Shrews eat a variety of invertebrates, including insects, spiders, and snails. They find their prey by echolocation (as do bats). Juvenile shrews have to learn to forage on their own, so growing up is a time of great experimentation for them. I recently learned something fascinating about young shrews: Although the rest of the skeleton is bony, much of the jaw initially remains as cartilage, which is flexible. The jaw bones harden gradually, in response to the bite force needed for capturing the commonest prey in the habitat of the young shrew: the muscle pull on the still-flexible jaws determines the proper bone formation for best use of the common prey. So if the young shrew eats mostly crunchy beetles and snails, the jaw develops one way, but if it eats squishy worms and caterpillars, the jaw develops another way.
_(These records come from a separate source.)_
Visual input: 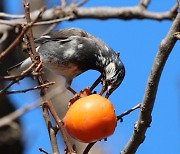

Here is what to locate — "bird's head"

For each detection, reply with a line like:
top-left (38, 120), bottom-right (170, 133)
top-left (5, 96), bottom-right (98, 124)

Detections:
top-left (100, 56), bottom-right (125, 98)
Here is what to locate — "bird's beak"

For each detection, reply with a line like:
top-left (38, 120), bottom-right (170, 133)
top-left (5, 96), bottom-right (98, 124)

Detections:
top-left (99, 85), bottom-right (107, 96)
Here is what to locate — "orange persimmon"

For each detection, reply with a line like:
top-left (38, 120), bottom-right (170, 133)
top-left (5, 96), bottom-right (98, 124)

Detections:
top-left (64, 94), bottom-right (117, 143)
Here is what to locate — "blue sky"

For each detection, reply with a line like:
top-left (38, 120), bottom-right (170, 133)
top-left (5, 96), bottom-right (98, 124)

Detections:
top-left (6, 0), bottom-right (180, 154)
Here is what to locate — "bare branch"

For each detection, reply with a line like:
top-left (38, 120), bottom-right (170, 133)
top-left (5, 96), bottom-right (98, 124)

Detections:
top-left (83, 142), bottom-right (96, 154)
top-left (139, 0), bottom-right (151, 9)
top-left (0, 8), bottom-right (45, 60)
top-left (117, 104), bottom-right (141, 122)
top-left (6, 82), bottom-right (55, 95)
top-left (0, 0), bottom-right (177, 31)
top-left (0, 12), bottom-right (25, 18)
top-left (23, 0), bottom-right (75, 154)
top-left (76, 0), bottom-right (89, 7)
top-left (121, 10), bottom-right (180, 154)
top-left (39, 148), bottom-right (50, 154)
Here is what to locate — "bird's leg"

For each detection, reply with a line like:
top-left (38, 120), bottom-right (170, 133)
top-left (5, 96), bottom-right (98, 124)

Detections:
top-left (65, 80), bottom-right (77, 95)
top-left (90, 74), bottom-right (103, 91)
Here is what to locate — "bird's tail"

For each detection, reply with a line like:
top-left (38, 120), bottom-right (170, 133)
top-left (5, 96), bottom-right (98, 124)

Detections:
top-left (7, 57), bottom-right (32, 75)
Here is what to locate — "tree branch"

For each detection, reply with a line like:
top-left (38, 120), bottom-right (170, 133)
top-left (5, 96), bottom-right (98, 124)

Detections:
top-left (121, 8), bottom-right (180, 154)
top-left (0, 0), bottom-right (177, 33)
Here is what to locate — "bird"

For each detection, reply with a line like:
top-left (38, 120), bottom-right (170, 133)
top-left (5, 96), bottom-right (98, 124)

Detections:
top-left (8, 28), bottom-right (125, 97)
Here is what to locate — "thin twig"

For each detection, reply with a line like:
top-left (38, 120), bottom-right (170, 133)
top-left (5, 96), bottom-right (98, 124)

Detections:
top-left (61, 0), bottom-right (66, 8)
top-left (83, 142), bottom-right (96, 154)
top-left (117, 104), bottom-right (141, 122)
top-left (0, 64), bottom-right (35, 95)
top-left (34, 16), bottom-right (74, 25)
top-left (42, 103), bottom-right (60, 154)
top-left (0, 102), bottom-right (39, 127)
top-left (121, 8), bottom-right (180, 154)
top-left (76, 0), bottom-right (89, 7)
top-left (6, 82), bottom-right (55, 95)
top-left (23, 0), bottom-right (75, 154)
top-left (0, 8), bottom-right (45, 60)
top-left (42, 23), bottom-right (59, 35)
top-left (0, 12), bottom-right (25, 19)
top-left (139, 0), bottom-right (151, 9)
top-left (39, 148), bottom-right (50, 154)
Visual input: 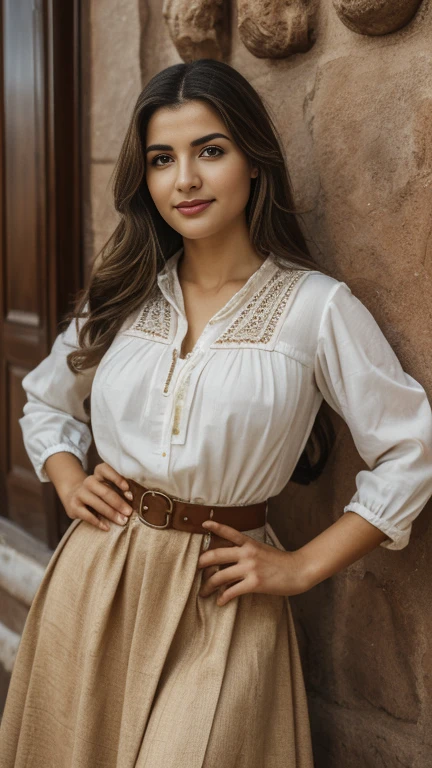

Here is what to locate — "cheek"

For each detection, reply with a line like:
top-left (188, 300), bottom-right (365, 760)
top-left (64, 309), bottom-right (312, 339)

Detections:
top-left (212, 164), bottom-right (251, 207)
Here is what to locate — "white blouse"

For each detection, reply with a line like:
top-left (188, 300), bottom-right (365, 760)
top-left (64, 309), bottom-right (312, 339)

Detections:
top-left (19, 249), bottom-right (432, 549)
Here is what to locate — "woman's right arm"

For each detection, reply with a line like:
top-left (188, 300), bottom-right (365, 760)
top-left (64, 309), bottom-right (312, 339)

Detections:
top-left (19, 308), bottom-right (130, 528)
top-left (45, 451), bottom-right (132, 531)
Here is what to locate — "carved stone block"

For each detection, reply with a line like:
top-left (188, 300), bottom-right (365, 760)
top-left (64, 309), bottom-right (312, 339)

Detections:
top-left (333, 0), bottom-right (422, 35)
top-left (238, 0), bottom-right (315, 59)
top-left (162, 0), bottom-right (230, 62)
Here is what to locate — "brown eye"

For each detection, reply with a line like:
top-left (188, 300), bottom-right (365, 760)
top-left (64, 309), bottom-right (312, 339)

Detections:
top-left (203, 147), bottom-right (225, 157)
top-left (151, 155), bottom-right (171, 165)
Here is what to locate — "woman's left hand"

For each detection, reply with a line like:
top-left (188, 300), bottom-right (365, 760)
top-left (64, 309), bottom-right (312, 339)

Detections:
top-left (198, 520), bottom-right (308, 605)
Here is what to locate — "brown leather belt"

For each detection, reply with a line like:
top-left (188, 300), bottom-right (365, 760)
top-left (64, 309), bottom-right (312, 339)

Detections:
top-left (105, 477), bottom-right (267, 534)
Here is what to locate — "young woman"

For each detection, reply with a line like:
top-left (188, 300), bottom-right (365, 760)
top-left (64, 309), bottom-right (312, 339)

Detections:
top-left (0, 59), bottom-right (432, 768)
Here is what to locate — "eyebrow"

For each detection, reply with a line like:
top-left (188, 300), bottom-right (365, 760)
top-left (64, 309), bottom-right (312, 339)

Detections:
top-left (146, 133), bottom-right (231, 154)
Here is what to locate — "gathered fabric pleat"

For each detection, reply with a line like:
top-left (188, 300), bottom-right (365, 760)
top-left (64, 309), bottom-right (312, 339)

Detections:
top-left (0, 513), bottom-right (313, 768)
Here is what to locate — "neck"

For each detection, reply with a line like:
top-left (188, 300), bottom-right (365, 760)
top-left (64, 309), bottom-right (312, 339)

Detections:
top-left (177, 224), bottom-right (265, 290)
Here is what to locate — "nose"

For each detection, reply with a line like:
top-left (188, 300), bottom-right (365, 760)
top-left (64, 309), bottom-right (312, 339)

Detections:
top-left (176, 159), bottom-right (201, 192)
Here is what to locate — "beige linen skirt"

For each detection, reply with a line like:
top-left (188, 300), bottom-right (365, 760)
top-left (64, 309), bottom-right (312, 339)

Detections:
top-left (0, 512), bottom-right (313, 768)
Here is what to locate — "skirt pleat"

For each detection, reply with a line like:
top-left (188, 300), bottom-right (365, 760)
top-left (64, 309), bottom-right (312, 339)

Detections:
top-left (0, 513), bottom-right (313, 768)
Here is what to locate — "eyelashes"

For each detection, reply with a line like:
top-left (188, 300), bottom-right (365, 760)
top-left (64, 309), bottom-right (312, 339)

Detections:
top-left (150, 146), bottom-right (225, 168)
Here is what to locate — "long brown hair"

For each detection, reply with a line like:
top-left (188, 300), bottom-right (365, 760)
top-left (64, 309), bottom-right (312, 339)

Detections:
top-left (64, 59), bottom-right (332, 483)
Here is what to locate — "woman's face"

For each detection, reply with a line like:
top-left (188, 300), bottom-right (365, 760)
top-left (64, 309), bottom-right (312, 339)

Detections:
top-left (146, 101), bottom-right (258, 240)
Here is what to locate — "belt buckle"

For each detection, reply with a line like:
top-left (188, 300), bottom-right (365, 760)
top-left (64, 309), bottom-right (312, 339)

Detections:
top-left (138, 490), bottom-right (174, 528)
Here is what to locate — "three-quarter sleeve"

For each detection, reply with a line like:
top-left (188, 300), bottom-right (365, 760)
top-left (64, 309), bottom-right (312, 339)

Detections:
top-left (18, 310), bottom-right (97, 482)
top-left (314, 282), bottom-right (432, 549)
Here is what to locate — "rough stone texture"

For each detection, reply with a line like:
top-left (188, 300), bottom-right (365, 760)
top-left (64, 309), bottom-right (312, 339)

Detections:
top-left (163, 0), bottom-right (230, 61)
top-left (237, 0), bottom-right (316, 59)
top-left (84, 0), bottom-right (432, 768)
top-left (81, 0), bottom-right (143, 271)
top-left (333, 0), bottom-right (422, 35)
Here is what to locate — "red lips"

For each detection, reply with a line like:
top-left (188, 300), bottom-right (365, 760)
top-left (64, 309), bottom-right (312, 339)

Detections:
top-left (174, 198), bottom-right (214, 208)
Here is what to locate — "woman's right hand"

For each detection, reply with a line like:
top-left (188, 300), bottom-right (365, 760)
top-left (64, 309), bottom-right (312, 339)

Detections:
top-left (62, 462), bottom-right (132, 531)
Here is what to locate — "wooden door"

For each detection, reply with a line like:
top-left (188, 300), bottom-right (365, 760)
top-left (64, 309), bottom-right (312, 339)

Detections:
top-left (0, 0), bottom-right (84, 548)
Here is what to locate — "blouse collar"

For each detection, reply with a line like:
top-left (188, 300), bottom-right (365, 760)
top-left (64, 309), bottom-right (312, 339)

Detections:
top-left (157, 246), bottom-right (278, 323)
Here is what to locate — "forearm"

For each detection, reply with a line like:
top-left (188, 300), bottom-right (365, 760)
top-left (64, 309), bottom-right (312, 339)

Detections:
top-left (44, 451), bottom-right (87, 502)
top-left (295, 512), bottom-right (387, 591)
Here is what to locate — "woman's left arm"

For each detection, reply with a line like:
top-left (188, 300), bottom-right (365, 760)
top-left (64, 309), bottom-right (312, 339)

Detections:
top-left (200, 282), bottom-right (432, 604)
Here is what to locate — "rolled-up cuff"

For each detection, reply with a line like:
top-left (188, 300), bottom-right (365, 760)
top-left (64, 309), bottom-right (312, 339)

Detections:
top-left (35, 443), bottom-right (88, 483)
top-left (344, 501), bottom-right (411, 549)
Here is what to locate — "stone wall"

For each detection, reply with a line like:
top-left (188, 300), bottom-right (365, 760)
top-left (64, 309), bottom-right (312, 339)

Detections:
top-left (83, 0), bottom-right (432, 768)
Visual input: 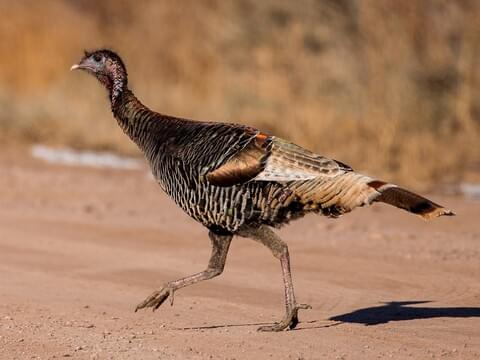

Shrews are unique among placental mammals in allowing the environment to shape skeletal growth.


Also wandering around in the trail were two very young deer mice, surely quite recently out of the nest. One of them took refuge under the raised toe of my friend’s boot—clearly, its mama hadn’t told it to beware of two-footed monsters! These two youngsters were in no hurry to hustle into the trailside vegetation, but scuttled aimlessly around in the trail, so we watched them for several minutes.


For no very good reason, we kept track of how many kinds of flowers were in bloom: over sixty species! And that doesn’t count the grasses and sedges, some of which are quite beautiful and worth knowing, but that’s a real skill that I lack.


The broad, white inflorescences of cow parsnip (a.k.a. Indian rhubarb) attracted many small insects. I fervently wished that I knew more about insects, because there was surely a story unfolding here. There were tiny brown beetles (much like those that pollinate skunk cabbage) and at least six kinds of ‘flies’ of various sizes, the smallest no longer than a millimeter. All of them crawled over the small flowers, sipping nectar and probably eating pollen. In their midst, there was often a wasp or two, also innocently nectaring, but occasionally leaping toward a fly. The flies took evasive action but sometimes the pouncing wasp was successful in nabbing its prey. Another variation of the old story about the wolf in sheep’s clothing.


As we passed Ebner Falls on the way down, we heard a rockfall rumbling downslope toward the creek, well behind us. But our curiosity didn’t extend to going back up to see the result—the horses were headed for the barn, and as we drove home, the little rains began again.